An Orbital Sciences Minotaur 1 rocket blasts off with the Air Force's TacSat-3 satellite onboard.
Credit: Orbital Sciences
The U.S. military plans to launch a Minotaur rocket Saturday with a secret technology research mission for the National Reconnaissance Office, the government agency that oversees the country's spy satellites.
The solid-fueled Orbital Sciences Corp. Minotaur 1 launcher is scheduled to lift off some time Saturday from Vandenberg Air Force Base, Calif.

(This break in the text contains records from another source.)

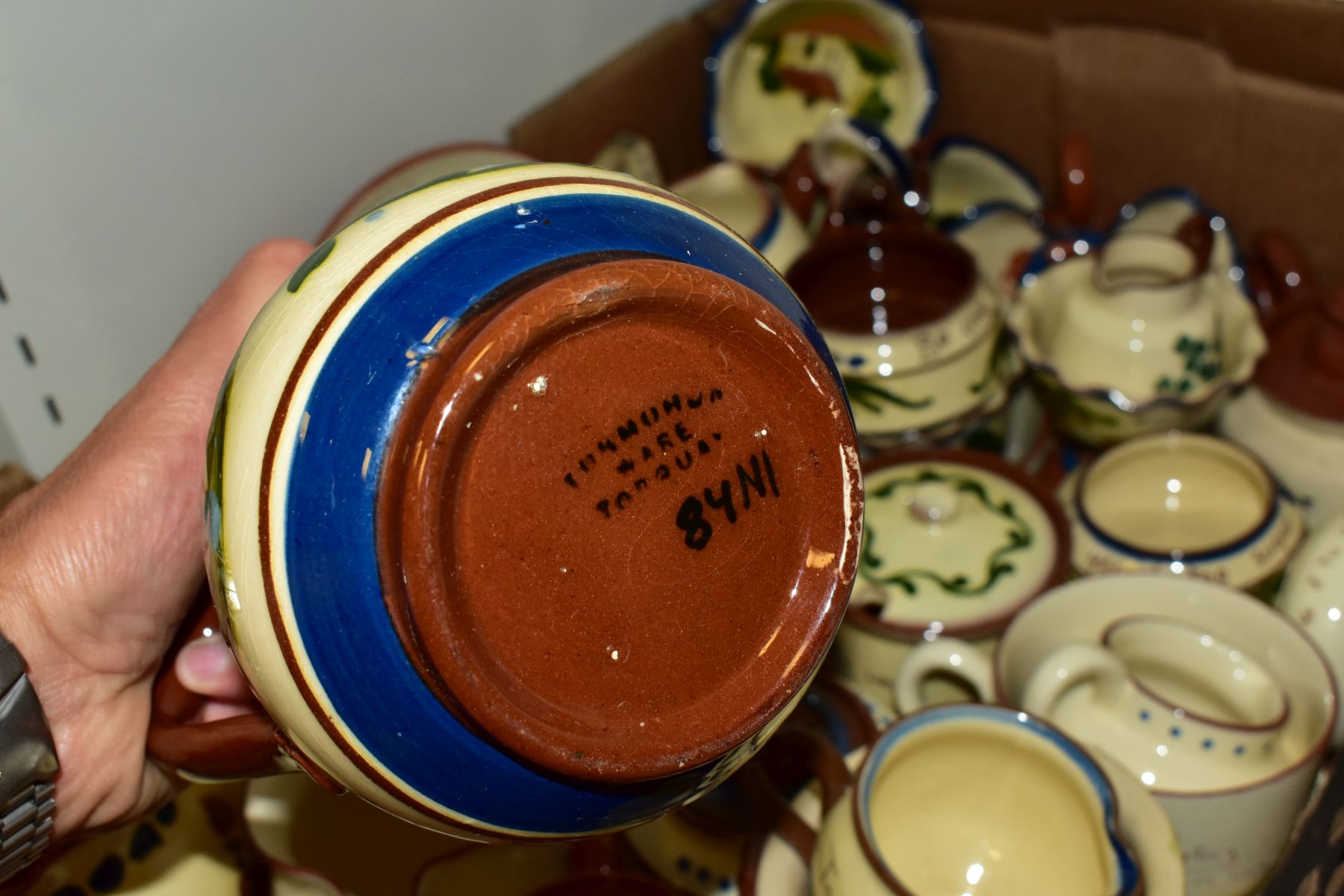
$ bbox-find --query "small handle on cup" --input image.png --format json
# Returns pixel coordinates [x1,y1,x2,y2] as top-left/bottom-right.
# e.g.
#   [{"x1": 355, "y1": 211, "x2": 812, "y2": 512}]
[
  {"x1": 1021, "y1": 644, "x2": 1129, "y2": 719},
  {"x1": 738, "y1": 724, "x2": 850, "y2": 896},
  {"x1": 146, "y1": 590, "x2": 289, "y2": 779},
  {"x1": 892, "y1": 638, "x2": 995, "y2": 716}
]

The launch window is a secret for now, but the Air Force plans to announce a time for the blastoff Thursday evening.
The release of the launch time will come after the Launch Readiness Review adjourns Thursday to give approval for final flight preparations, according to an Air Force spokesperson. [Related: Air Force Primes Secret Space Plane for March Launch]
The NRO is keeping quiet on the mission's specifics, but the agency says it is part of a science and technology development effort to lay the groundwork for future systems.
"If you have heard our director speak, one of his priorities is to have a healthy science and technology effort," said Rick Oborn, an NRO spokesperson. "This particular payload carries some of the work we do in techniques and methods to improve intelligence collection. All part of our work to keep improving the value of our data."
The satellite is known as RPP, which stands for the Rapid Pathfinder Program. The launch is codenamed NROL-66 in the spy agency's rocket acquisition naming system. [Mission photos from Spaceflight Now]
"It is an NRO mission using a small rocket, which would denote a lighter payload," Oborn told Spaceflight Now.
Bruce Carlson, director of the NRO, told an Air Force Association meeting in September the agency is renewing its commitment to science and technology programs.
Carlson said he was troubled by a drop in science and technology investment when he became director in 2009.
Next year's NRO budget request will call for more science and technology funding, increasing the agency's research budget back to historical levels, according to Carlson.
"My plan is that ten years from now, when somebody is standing up here, they'll be able to say 60 percent of the technology that we put into this [new] satellite came out of our [science and technology] program," Carlson said in September. "Unlike the Air Force's and the other services' science and technology, mine is a little bit more predictable because even though what the particular advances are I don't know, I know that I'm pretty much going to be doing signals intelligence, I'm going to be doing imaging intelligence, and I'm going to be doing communications."
The NRO's overall budget and the cost of the RPP mission are classified.
The spacecraft could be testing new radar or optical imaging sensors to be employed on the next generation of U.S. reconnaissance satellites.
The Minotaur rocket will travel south from the California coast, according to a notice to pilots released Wednesday. Launches flying south from Vandenberg usually deploy payloads in polar orbits used by Earth observation satellites.
The 62-foot-tall rocket will launch from Space Launch Complex 8 in the southern part of Vandenberg. The vehicle is now fully assembled at the launch pad, according to the Air Force.
Minotaur 1 rockets are made up of decommissioned Minuteman missile stages and parts from Pegasus and Taurus commercial launchers.
The booster could lift up to 800 pounds to a low-altitude polar orbit. Its 50-inch-diameter payload fairing could fit a satellite the size of a large kitchen refrigerator. The Minotaur's specifications provide an upper limit for the size and mass of the spacecraft to be launched Saturday.
Most NRO payloads are much larger.
The agency often uses Atlas and Delta rockets to haul hefty satellites into space. A Delta 4-Heavy launch Jan. 20 from Vandenberg orbited a high-resolution imaging platform the size of a school bus.
Saturday's launch will be the first time the NRO has flown a payload on a Minotaur rocket.
"We will use smaller vehicles from time to time as we match payloads," Oborn said.